The cash and investment quarterly report was also reviewed through March of 2012. “We don’t have a great interest rate,” Schmitz stated. “The highest is 15 basis points. Schmitz stated that there is a tight week in June that she is monitoring closely. She also said that she hasn’t paid down the $9.5 million note yet. She plans on holding the cash until after this tight week in June and until the state financial aid payment comes in, but she does plan on making the payment by the end of June.
Joint Audit/Budget/Finance and Curriculum/Program Committee Meeting
Pat Demos, community school relations manager, gave a brief synopsis of the Mary Frost Ashley Charitable Trust grant application which was submitted on April 20th.
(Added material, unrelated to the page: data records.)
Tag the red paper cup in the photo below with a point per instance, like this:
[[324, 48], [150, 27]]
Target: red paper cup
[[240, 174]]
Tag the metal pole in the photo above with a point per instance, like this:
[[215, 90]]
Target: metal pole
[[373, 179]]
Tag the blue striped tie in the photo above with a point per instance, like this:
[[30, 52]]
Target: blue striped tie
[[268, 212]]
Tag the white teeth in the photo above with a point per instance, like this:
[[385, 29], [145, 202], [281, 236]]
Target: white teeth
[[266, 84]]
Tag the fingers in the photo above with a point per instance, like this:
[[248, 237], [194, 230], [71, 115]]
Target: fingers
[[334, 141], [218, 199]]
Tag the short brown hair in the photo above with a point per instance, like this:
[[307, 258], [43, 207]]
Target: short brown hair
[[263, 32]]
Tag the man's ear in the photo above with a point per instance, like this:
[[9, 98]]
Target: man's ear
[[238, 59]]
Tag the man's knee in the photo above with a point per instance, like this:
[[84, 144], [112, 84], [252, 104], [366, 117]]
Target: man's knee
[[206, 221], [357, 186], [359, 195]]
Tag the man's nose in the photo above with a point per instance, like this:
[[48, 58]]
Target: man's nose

In two weeks, they will find out how much money, if any, they will receive as a result of this grant submission. The plan is to use the money for funding the annual Back-to-School event, providing school supplies to elementary schools for distribution to their needy students, parent education trainings for the new “family” structure, family engagement learning opportunities, parenting skills development, particularly in the area of behavioral management, and support to families that are experiencing challenges with lack of education, employment, and resources; and student engagement learning opportunities that will assist them in developing life skills, engaging in community service, and experiencing new opportunities such as a visit to a university, cultural center, theatre, and/or athletic event.
Last year, Demos stated that they applied for $120,000, and received $80,000. The committee approved administration’s recommendation to forward this one-year proposal to expand the district’s comprehensive family education training and student learning opportunities to the full board for their approval.
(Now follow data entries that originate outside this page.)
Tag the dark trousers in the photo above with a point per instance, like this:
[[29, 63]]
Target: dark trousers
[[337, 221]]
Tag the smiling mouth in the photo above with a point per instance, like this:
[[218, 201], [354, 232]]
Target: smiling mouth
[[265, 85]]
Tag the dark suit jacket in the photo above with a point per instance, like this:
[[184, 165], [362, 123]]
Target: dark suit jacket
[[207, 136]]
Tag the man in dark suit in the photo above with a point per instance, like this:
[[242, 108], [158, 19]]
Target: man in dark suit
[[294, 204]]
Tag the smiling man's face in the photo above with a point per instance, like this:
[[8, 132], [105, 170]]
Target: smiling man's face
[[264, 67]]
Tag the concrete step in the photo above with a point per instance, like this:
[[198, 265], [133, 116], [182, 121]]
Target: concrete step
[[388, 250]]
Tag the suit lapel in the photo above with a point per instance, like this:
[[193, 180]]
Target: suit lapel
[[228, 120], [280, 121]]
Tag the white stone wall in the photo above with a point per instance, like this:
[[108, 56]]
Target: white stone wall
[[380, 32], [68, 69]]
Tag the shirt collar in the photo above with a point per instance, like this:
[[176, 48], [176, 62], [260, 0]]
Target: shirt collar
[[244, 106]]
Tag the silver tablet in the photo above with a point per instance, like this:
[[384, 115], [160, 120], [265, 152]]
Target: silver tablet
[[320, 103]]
Curriculum/Program Committee Meeting
Both of the charter school contracts (one for Kenosha’s eSchool, and the other for Harborside Academy) were approved for forwarding to the full board on May 22nd. Both are three-year contracts commencing on May 22nd, 2012. Kris Keckler, eSchool principal, summarized the three main reasons for the contract revamp: to refine the outdated charter and make all of the district’s charter schools in alignment, to identify state requirements, and to expand to the K-5 program.
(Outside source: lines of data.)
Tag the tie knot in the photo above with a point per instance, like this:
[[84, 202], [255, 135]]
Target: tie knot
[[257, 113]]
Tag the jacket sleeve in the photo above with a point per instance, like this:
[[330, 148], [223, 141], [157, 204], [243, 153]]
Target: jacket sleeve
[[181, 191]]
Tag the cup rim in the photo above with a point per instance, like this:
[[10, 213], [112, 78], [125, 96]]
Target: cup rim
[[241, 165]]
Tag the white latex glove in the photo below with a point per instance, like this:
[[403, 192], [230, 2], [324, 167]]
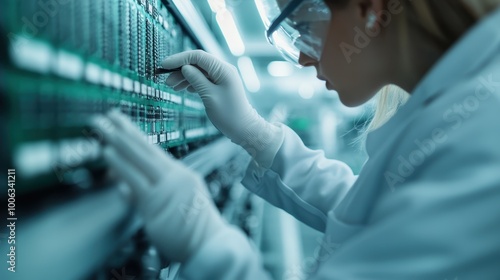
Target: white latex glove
[[179, 215], [223, 95]]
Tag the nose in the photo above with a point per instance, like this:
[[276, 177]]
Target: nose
[[306, 60]]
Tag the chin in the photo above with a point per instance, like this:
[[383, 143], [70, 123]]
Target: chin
[[351, 99]]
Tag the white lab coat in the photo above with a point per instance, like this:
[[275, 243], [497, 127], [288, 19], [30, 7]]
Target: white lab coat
[[426, 204]]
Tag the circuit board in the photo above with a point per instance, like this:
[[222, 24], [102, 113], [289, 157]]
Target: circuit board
[[69, 60]]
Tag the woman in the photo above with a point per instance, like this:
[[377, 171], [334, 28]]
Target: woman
[[425, 205]]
Elizabeth Daghfahl inquired about the seven-credit limit and how the world languages program would work in eSchool. Keckler replied that the final exams are taken in person, and that there is an oral component throughout the entire class. Students will use free software to record their voices speaking the language, and then send it in to their teacher through voice mail messages.
Barbara Anderson stated that her daughter has taken two eSchool classes in order to be able to graduate early. Her experience has been very positive.
Taube stated that this also helps the students who are home-bound due to medical reasons. Keckler agreed that it lends itself with their format. Currently, the only offerings during the summer are physical education and health, but they would eventually like to offer other courses through summer school eSchool when there is enrollment to justify it.
William Haithcock, Harborside Academy principal, then took the group through his school’s charter agreement. This winter, the board decided that Harborside Academy would move to the building currently housing Reuther Central High School. It was also decided that Harborside would merge, starting July 1, 2012, with Paideia Academy making Harborside a 6th through 12th grade charter school. The governance board requested an additional five-year charter renewal, and it was approved for forwarding on to the full board.